Every year, the United Nations appeals for funds for emergency needs in Africa and around the world. Here's how it works for Burundi.
Laurent Dufour is the UN Humanitarian affairs officer for Burundi, based in Bujumbura. He coordinates interaction among UN agencies, governments, NGOs and the UN peacekeeping mission to insure quick and relevant emergency responses.
Dufour says the request for next year’s humanitarian funding for Burundi is similar to last year’s because some of the major issues are still present, such as food insecurity and repatriation of Burundian refugees on a large scale. For example, he says “there are still 165,000 Burundian refugees in neighboring Tanzania and it’s an important humanitarian aspect to insure a smooth return and decent conditions for their return…a lot of efforts have to be put into their re-integration to insure that they can make a living here.”

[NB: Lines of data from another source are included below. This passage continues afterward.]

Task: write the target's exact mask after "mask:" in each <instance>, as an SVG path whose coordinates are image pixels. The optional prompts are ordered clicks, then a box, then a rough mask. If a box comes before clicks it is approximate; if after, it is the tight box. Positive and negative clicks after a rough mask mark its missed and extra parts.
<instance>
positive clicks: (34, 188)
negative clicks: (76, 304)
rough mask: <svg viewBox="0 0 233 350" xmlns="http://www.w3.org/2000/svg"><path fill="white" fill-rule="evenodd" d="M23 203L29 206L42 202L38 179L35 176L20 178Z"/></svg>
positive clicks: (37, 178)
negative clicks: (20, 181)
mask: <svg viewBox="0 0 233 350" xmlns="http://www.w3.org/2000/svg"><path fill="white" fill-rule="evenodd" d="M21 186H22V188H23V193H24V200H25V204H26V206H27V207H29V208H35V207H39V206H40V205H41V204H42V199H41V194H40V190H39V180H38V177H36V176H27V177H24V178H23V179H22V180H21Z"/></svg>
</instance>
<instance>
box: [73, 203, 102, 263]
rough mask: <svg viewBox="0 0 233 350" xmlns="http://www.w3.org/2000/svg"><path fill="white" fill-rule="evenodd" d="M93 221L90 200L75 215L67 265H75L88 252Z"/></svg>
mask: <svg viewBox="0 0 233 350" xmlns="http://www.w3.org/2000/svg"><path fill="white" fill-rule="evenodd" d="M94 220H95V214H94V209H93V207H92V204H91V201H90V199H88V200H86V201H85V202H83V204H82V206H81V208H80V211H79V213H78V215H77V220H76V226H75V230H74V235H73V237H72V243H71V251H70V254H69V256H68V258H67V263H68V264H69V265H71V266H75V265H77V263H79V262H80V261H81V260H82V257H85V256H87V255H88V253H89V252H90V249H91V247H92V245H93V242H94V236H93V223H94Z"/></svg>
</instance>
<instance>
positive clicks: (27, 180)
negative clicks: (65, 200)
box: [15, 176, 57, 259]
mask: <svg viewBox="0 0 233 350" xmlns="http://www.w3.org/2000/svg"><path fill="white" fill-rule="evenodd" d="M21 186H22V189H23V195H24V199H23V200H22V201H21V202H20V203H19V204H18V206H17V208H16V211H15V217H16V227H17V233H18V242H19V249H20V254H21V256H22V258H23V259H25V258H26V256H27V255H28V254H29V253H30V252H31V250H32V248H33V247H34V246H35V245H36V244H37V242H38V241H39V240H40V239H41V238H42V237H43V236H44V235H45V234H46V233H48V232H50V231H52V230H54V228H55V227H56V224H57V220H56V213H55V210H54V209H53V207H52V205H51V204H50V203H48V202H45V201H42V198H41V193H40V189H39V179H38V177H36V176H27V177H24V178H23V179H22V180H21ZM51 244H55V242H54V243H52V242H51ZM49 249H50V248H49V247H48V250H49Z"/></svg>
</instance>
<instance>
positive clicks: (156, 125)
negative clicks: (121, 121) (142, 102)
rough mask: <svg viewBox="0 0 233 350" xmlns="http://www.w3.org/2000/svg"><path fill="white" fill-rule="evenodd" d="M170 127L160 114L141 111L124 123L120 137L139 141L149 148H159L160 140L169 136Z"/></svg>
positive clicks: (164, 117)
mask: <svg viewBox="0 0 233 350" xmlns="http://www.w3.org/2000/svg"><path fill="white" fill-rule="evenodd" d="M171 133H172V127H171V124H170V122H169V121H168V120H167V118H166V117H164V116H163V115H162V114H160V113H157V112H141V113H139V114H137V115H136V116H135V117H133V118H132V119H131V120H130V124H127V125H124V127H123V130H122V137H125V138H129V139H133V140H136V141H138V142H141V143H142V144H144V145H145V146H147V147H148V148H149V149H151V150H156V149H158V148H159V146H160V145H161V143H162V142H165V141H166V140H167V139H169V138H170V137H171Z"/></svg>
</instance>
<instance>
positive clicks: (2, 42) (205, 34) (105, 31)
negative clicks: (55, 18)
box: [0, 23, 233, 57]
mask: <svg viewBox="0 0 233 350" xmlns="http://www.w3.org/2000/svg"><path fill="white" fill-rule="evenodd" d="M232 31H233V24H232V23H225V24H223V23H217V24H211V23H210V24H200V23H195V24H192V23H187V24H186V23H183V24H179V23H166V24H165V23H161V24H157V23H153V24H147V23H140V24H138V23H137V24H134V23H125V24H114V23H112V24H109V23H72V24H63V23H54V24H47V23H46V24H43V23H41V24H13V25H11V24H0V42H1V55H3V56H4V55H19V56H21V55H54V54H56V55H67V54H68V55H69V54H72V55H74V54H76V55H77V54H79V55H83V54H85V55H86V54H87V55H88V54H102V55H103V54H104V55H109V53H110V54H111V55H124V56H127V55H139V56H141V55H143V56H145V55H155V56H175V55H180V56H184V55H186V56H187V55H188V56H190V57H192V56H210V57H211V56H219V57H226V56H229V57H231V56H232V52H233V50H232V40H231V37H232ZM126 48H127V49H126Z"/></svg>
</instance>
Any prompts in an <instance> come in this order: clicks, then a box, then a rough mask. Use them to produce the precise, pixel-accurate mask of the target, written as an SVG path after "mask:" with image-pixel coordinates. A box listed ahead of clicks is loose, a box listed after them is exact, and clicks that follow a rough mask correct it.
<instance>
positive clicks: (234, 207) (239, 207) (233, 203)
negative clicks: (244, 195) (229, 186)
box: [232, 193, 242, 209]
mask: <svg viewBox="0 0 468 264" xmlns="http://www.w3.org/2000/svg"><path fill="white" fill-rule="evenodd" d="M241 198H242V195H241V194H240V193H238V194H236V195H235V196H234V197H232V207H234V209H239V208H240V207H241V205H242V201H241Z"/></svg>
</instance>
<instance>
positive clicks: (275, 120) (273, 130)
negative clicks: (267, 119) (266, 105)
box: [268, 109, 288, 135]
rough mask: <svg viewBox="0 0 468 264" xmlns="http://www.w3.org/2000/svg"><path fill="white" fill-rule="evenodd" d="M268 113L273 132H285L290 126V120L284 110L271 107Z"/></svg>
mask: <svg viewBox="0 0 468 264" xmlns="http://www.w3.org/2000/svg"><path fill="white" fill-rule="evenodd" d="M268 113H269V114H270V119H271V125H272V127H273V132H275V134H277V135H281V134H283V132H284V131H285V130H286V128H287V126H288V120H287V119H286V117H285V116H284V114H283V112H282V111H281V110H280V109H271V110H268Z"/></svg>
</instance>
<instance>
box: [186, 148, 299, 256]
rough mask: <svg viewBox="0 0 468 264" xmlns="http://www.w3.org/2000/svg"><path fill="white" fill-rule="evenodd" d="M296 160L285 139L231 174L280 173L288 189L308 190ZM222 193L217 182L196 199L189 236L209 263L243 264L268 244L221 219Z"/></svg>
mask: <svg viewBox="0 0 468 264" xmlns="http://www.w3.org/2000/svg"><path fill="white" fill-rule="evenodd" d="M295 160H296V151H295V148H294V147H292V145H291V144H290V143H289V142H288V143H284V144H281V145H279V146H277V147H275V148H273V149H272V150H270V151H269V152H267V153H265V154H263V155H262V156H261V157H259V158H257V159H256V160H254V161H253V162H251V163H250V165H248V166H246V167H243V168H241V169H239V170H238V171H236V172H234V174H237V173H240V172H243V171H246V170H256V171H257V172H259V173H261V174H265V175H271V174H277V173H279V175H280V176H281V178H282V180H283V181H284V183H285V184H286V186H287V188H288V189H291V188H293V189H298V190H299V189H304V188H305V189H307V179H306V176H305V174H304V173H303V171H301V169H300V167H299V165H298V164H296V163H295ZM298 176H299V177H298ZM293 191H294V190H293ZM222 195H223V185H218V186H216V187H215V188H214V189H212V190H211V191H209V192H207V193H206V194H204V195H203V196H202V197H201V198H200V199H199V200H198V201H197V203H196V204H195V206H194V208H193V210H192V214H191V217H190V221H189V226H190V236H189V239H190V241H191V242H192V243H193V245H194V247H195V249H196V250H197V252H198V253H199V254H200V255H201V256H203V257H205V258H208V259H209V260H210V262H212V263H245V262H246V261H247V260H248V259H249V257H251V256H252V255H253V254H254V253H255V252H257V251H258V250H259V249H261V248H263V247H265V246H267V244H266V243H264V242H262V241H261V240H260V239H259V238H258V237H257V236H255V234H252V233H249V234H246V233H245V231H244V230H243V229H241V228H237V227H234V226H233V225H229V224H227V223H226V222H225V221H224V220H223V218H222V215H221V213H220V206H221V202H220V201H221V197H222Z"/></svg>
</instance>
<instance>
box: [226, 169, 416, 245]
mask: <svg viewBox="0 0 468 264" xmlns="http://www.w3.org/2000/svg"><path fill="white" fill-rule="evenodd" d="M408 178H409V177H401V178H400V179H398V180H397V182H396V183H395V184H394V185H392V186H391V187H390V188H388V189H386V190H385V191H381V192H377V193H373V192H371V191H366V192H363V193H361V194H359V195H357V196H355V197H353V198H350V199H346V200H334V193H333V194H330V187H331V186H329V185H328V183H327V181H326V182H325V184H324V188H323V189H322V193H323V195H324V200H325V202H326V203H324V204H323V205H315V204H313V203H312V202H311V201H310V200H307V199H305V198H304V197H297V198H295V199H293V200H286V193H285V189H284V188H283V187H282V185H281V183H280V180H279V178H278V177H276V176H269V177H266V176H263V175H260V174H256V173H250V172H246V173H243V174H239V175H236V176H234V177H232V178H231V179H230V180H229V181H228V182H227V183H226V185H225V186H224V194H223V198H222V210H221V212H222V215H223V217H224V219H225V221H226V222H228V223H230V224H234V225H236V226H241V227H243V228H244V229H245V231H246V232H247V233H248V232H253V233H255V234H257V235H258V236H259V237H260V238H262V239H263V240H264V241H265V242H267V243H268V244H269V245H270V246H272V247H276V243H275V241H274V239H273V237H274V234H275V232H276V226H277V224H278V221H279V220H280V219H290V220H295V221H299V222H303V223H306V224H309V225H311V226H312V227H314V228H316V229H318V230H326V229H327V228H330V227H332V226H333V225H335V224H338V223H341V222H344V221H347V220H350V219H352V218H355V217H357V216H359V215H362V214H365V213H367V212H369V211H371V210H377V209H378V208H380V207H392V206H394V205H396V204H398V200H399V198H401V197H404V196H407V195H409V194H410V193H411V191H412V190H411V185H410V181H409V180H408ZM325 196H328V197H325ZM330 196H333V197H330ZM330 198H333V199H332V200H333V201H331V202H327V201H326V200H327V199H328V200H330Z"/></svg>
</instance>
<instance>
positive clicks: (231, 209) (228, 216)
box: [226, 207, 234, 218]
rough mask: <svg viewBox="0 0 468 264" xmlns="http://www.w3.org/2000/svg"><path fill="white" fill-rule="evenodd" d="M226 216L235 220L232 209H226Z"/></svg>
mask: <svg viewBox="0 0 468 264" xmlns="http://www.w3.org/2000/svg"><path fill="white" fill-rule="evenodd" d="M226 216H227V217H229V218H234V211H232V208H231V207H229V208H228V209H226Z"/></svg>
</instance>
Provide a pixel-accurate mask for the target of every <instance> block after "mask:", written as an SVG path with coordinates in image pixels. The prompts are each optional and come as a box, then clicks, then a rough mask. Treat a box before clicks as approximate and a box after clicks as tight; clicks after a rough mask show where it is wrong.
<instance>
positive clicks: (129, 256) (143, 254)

Dufour says another priority is what is called emergency agriculture, meaning giving farmers--which represent more than 90 percent of the population–seeds, tools, improved storage capacity as well as strengthened cooperatives and marketing support.
Dufour says that despite hopes for long range improvement, the UN deals with humanitarian needs on a yearly basis, and the appeal for 2007 is for 132-million dollars. He says that figure “looks big for a small country, but compared to the long term structural challenges in agriculture, finding jobs for youth in a rapidly growing population and global community reconciliation after years of internal conflict, this [money] is just a transition.”
However, Dufour says these humanitarian funds will help make a link between the emergency needs now, and the longer term programs.